Annenin o ara dikişlerini kapatıyorlardı.
Seni küvezden çıkarıp annenin hastalığı sana geçmesin diye yıkamaya aldılar.
Yıkandıktan sonra seni giydirip anneni  beklemeye başladık.



Hoşgeldin bebeğim.


Aradan belli bir süre geçtikten sonra anneni başka bir odaya alıp dinlenmeye götürdüler.
Anneni görmeye gittim ve çok yorgundu,çok acıları vardı.
Ona destek olup öpüp herşeyin geçtiğini söylüyordum.
Ama o beni sanki duymuyormuş gibiydi.

Anneni kontrol etmeye gelen hemşire annende bir terslik olduğunu farketmişti.
Bize birşey söylemiyordu ama ben anlamıştım.
Annenin kanaması vardı.
Her 20 dk da bir kontrol edip ilaçlar veriyolardı.
Bende endişelendim ve ağlamaya başladım.Halan odaya girdi ve ne olduğunu neden ağladımı sordu.
Annenin durumdan haberi yoktu ve halana söylemek onu korkutmak istemedim ve duygulandım sadece dedim.

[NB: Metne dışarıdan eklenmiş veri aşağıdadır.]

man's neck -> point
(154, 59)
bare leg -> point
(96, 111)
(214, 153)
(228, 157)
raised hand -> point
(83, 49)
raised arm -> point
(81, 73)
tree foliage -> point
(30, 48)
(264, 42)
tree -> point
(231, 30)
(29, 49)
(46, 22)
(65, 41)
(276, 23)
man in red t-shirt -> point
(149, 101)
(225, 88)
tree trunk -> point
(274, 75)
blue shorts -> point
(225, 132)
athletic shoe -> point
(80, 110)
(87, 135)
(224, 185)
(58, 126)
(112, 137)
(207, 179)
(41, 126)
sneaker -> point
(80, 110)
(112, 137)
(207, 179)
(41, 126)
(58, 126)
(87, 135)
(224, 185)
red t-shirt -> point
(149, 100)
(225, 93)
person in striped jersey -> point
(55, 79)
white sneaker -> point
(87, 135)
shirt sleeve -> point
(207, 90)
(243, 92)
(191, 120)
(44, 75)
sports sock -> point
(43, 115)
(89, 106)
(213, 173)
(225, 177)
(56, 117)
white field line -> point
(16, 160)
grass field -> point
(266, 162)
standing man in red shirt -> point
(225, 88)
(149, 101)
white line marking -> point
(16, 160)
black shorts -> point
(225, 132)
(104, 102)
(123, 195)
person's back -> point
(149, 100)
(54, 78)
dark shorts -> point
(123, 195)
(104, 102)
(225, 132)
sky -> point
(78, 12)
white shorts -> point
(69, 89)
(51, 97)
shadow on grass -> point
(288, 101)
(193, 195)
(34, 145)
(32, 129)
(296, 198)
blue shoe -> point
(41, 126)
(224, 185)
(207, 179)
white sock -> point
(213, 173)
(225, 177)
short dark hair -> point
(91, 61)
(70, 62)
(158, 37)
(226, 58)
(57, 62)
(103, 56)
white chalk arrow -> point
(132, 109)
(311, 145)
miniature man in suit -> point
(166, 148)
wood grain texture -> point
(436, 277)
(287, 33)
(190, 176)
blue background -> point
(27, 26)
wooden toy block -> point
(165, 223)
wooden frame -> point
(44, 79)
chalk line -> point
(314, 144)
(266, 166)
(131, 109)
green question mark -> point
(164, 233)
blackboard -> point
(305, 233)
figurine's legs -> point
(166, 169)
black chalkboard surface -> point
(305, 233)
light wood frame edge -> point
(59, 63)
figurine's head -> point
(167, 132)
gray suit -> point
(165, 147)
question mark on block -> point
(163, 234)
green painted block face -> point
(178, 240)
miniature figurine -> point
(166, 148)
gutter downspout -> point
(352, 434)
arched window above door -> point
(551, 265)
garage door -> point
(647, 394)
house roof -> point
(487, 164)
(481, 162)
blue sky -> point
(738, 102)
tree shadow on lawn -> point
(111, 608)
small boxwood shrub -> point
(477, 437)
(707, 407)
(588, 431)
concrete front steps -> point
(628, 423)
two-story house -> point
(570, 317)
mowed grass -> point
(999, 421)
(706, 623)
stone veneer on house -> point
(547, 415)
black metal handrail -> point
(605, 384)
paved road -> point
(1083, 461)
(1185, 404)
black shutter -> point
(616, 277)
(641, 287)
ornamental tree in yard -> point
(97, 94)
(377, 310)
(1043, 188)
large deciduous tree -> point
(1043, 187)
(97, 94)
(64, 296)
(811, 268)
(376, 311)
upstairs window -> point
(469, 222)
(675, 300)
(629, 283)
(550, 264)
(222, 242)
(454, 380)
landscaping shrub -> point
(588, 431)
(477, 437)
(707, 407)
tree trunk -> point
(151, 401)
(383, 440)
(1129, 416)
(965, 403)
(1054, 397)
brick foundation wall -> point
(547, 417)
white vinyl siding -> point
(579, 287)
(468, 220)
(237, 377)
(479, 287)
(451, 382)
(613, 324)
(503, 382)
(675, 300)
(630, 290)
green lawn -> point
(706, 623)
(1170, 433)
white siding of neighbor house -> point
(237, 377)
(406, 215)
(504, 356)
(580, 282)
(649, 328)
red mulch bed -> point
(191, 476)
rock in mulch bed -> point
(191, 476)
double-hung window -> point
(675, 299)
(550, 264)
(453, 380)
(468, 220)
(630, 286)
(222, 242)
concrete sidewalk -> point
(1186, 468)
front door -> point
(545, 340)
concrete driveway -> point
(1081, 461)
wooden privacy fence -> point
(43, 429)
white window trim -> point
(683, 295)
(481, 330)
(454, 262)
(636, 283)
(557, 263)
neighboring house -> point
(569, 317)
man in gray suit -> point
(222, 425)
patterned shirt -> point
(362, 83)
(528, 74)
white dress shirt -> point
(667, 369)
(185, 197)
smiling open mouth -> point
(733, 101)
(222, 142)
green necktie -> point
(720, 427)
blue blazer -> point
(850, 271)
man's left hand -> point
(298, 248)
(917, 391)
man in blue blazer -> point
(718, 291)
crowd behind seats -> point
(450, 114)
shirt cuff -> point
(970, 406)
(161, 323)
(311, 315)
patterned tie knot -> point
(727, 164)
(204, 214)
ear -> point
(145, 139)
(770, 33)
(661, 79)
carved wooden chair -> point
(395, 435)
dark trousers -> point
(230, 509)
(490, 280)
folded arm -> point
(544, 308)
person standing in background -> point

Seni annenin kollarına verip emmeni sağlıyorlardı.
Annen seni kollarına aldıktan sonra sanki onu iyileştirmeye başladın.O andan itibaren kanamalar düzeldi ve seni emzirmeye odaklandık.
Ve çok şükür herşey yoluna girmiş,sen ve annen dinlenmeye çekilmişti.



Whatsappta paylaştığım ilk resmin."Hoşgeldin oğlum".